На улице раздался шум гравия, и на диван упал свет фар. Эдвард зачем-то заказал дорогой «Фэйсел-Вега», хотя она с Мадаленной и настаивали на обычном «Форде». Аньеза припустила шторы, и комната оказалась в полумраке, теперь до нее доносились только звуки оживленной улицы. Ей нравилось так часто сидеть — в темной комнате, закрыв глаза и слушать звуки города. Ей нравился Лондон. Как и Мадаленне. До выхода оставалось еще пара часов, и Аньеза могла наконец подумать о том, что ее так сильно волновало последние несколько месяцев. Все оказалось несколько сложнее, чем миссис Стоунбрук могла полагать. Она была матерью уже двадцать лет, но только сейчас она начала понимать, какие трудности могли подстерегать на этом сложном пути.

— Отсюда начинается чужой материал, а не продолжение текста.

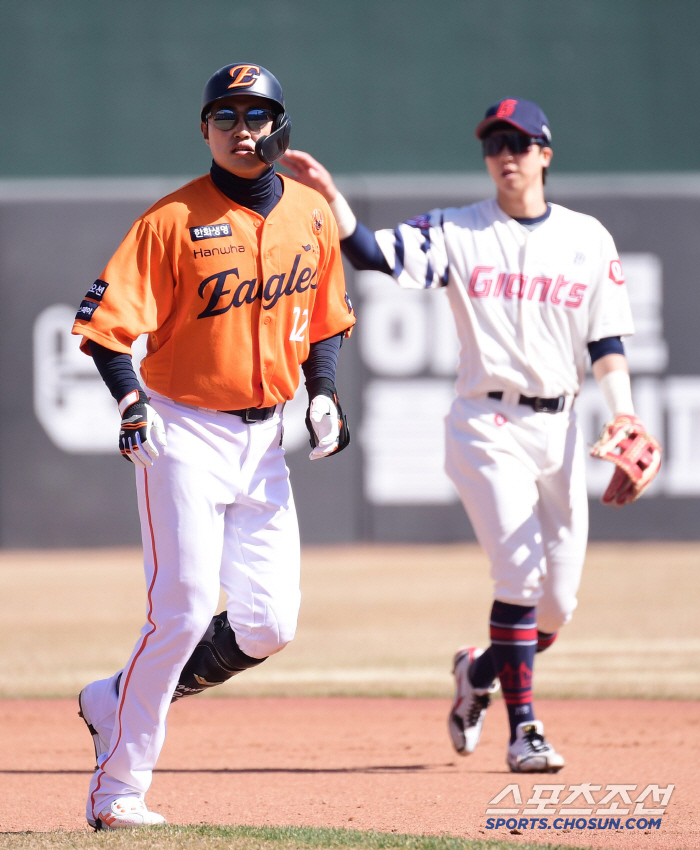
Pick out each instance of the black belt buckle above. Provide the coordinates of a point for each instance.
(258, 414)
(549, 405)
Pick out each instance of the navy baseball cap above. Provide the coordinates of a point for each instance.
(524, 115)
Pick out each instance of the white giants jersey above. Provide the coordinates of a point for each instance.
(526, 303)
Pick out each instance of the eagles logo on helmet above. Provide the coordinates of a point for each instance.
(255, 80)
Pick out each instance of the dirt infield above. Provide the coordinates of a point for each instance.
(383, 764)
(375, 620)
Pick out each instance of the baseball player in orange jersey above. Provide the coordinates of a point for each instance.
(237, 279)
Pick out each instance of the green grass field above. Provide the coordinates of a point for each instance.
(253, 838)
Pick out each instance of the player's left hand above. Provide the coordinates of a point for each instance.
(327, 426)
(636, 455)
(141, 427)
(310, 172)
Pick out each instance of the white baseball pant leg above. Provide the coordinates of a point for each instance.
(216, 508)
(521, 478)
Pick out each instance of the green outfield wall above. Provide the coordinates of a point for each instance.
(91, 87)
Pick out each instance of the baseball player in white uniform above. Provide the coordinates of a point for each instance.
(237, 279)
(533, 287)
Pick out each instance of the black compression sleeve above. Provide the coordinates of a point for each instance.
(116, 370)
(363, 251)
(601, 347)
(319, 368)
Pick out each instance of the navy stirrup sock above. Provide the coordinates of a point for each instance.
(513, 646)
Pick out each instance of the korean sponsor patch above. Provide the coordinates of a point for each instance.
(209, 231)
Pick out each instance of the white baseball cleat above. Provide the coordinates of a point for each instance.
(530, 752)
(126, 813)
(470, 703)
(97, 705)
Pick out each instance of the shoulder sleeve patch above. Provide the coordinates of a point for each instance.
(86, 310)
(97, 290)
(616, 274)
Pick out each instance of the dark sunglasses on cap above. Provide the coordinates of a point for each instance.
(255, 118)
(515, 142)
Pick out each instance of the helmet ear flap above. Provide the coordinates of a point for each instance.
(270, 148)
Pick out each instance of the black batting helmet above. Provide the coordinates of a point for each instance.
(246, 78)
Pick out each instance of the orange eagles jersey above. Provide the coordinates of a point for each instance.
(230, 300)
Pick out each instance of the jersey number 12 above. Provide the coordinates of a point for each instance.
(297, 334)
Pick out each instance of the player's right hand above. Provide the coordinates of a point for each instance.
(141, 427)
(310, 172)
(327, 427)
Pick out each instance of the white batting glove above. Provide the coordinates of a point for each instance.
(323, 415)
(140, 429)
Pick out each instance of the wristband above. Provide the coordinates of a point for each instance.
(128, 400)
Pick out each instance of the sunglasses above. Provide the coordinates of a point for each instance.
(255, 118)
(515, 142)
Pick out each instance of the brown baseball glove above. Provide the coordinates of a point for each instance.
(636, 455)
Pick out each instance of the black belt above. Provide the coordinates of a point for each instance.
(254, 414)
(541, 405)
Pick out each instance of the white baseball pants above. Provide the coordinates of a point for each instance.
(521, 478)
(216, 510)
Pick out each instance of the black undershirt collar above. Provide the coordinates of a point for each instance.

Больше всего она желала своей Мадаленне счастья. Большого, теплого и долгого. Аньеза хотела, чтобы ее дочь никогда не знала тех страданий, которые испытала она сама, ей не хотелось, чтобы ее дочка чувствовала себя в чем-то виноватой, какой-то неподходящей. Однако когда появился мистер Гилберт, Аньеза не смогла и руки поднять, чтобы остановить это общение. С той минуты, как Мадаленна примчалась к ней в зимний сад с горящими глазами, рассказывая, что ее задел за живое один человек, Аньеза поняла, что это знакомство просто так не пройдет. Она наблюдала, порой с улыбкой, порой с досадой, за тем, как Мадаленна сердилась на своего преподавателя, как подавала ему недостойные эссе, как дискутировала с ним на всевозможные темы, но она пропустила тот момент, когда глаза Мадаленны зажглись знакомым огнем, отчего ее девочка стала еще счастливее. Но с мистером Гилбертом счастья не было бы, это Аньеза знала точно.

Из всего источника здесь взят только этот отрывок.